Os nossos desempregados merecem ouvir dos nossos responsáveis palavras de alento e esperança.Porém, o que até agora têm sentido é sinais de demagogia numa ladainha sem sentido algum, sem que sejam ressarcidos da sua dignidade que é o trabalho. Por isso, necessário se torna que Governo, centrais sindicais e agentes económicos virem o disco da empregabilidade, pensem em novas fórmulas e indiquem qual “a estrada”. Ou então os sindicatos, representantes legítimos dos trabalhadores, sem um sector privado pujante empregador, ainda se arriscarão a ficar agarrados às greves só no público, em que o patrão é o Estado, ou sejam os nossos impostos.
Agora que Portugal melhorou a sua performance com a ida aos mercados, urge, nesta era da impressão tridimensional, que desempregará muita gente num futuro próximo, fazer render as potencialidades que o país tem. Para isso, há muito para ser feito a nível do turismo apoiando, dando forma e conteúdo à ideia de que muito temos para oferecer em termos de monumentalidade, beleza natural, gastronomia e não só. Desta forma, pode-
ríamos ver duplicada a nossa oferta hoteleira e de transportes, criando emprego em todas as suas áreas bastando que, para isso, se promova a marca” Lusa”, sobretudo na Ásia emergente. (ex: Maiorca é visitada, por 25 milhões de almas, ano).

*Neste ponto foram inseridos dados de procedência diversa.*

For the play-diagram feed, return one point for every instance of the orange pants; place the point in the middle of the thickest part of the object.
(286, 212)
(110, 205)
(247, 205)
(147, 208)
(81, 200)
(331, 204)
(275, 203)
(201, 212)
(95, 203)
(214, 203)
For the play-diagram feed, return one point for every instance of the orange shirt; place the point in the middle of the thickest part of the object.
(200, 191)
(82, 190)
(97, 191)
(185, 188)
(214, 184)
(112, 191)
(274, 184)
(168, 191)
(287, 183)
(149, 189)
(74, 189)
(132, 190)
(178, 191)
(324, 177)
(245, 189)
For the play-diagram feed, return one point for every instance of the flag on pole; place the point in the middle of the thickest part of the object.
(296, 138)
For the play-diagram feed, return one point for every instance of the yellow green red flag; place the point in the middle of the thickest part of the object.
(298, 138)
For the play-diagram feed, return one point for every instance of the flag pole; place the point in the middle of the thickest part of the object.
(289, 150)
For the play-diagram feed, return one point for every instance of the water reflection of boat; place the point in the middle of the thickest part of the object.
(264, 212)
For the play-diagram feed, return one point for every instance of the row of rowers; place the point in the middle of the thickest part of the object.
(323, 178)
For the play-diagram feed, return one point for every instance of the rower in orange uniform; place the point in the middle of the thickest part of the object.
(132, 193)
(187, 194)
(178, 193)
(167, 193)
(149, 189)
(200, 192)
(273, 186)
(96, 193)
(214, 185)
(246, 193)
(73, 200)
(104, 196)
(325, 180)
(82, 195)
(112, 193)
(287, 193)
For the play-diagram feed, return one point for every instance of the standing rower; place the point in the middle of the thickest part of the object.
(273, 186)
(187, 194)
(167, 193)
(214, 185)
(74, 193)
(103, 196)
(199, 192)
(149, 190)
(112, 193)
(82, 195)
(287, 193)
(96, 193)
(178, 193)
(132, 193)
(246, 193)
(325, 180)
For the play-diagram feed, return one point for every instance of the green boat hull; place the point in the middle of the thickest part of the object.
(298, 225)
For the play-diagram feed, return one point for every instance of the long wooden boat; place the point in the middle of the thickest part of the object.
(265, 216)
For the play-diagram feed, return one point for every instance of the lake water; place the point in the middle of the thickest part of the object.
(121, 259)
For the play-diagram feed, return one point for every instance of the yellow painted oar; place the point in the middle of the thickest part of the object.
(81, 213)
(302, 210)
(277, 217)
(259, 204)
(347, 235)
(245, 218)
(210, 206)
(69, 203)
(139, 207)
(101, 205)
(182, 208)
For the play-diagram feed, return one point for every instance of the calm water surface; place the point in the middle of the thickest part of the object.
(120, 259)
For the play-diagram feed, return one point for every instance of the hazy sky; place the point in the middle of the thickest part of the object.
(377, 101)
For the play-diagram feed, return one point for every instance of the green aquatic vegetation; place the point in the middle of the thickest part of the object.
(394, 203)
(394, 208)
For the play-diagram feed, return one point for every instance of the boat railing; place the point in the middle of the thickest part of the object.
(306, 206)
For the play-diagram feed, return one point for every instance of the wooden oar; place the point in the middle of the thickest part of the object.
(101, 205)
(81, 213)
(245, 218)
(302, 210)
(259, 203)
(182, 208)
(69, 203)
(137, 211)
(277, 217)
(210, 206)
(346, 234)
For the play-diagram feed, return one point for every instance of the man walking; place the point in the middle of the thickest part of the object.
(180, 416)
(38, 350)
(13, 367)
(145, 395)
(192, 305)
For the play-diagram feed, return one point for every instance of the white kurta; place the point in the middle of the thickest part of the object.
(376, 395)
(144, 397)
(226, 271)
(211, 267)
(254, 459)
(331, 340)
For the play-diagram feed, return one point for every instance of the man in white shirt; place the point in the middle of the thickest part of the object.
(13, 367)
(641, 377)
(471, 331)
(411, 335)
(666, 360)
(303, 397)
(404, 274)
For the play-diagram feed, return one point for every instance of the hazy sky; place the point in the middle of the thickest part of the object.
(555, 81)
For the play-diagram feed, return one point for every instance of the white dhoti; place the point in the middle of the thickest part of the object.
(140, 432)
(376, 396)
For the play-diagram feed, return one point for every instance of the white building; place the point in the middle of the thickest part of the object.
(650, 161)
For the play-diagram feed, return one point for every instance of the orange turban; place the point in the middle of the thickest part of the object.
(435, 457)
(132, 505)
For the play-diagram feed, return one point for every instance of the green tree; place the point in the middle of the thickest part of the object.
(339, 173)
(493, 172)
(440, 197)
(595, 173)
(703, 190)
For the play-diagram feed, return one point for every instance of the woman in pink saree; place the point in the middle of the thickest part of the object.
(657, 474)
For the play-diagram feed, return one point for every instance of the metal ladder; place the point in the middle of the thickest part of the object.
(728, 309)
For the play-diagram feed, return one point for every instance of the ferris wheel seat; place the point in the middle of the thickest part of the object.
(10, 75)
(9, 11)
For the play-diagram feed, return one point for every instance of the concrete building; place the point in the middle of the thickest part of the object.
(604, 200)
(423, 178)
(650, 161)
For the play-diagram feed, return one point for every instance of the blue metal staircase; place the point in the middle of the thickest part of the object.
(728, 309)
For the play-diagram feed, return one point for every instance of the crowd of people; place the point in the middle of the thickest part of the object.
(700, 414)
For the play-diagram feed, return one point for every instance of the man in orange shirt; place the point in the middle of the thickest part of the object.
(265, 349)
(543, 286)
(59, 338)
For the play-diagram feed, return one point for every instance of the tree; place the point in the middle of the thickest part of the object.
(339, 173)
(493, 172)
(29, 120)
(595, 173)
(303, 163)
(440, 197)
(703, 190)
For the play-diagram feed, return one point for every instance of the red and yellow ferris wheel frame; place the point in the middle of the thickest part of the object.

Com o mesmo sentido, deve ser interiorizada a necessária concentração na produção de qualidade, com inovação e arrojo em produtos inigualáveis e de grande aceitabilidade. Batalhar sobre o que já se provou que não deu e fechou, é diminuir horizontes de crescimento e emprego, como uma mão cheia de nada e outra de coisa nenhuma. Por mais austeridade e cortes que se façam, sem serem acompanhados de uma nova e profícua forma de pôr o país a produzir, em todas as suas vertentes, nunca sairemos do marasmo das recessões económicas.
Então, em vez de um Portugal lamúrias, resignado e parte dele inactivo, há que encetar uma revolução, não dos cravos, mas da libertação dos preconceitos que nos prendem ao passado e nos arrastam entre o défice e a dívida, para se “fazer o que ainda no foi feito”, assim na terra como no mar, ainda por explorar, “porque amanhã é sempre tarde demais”.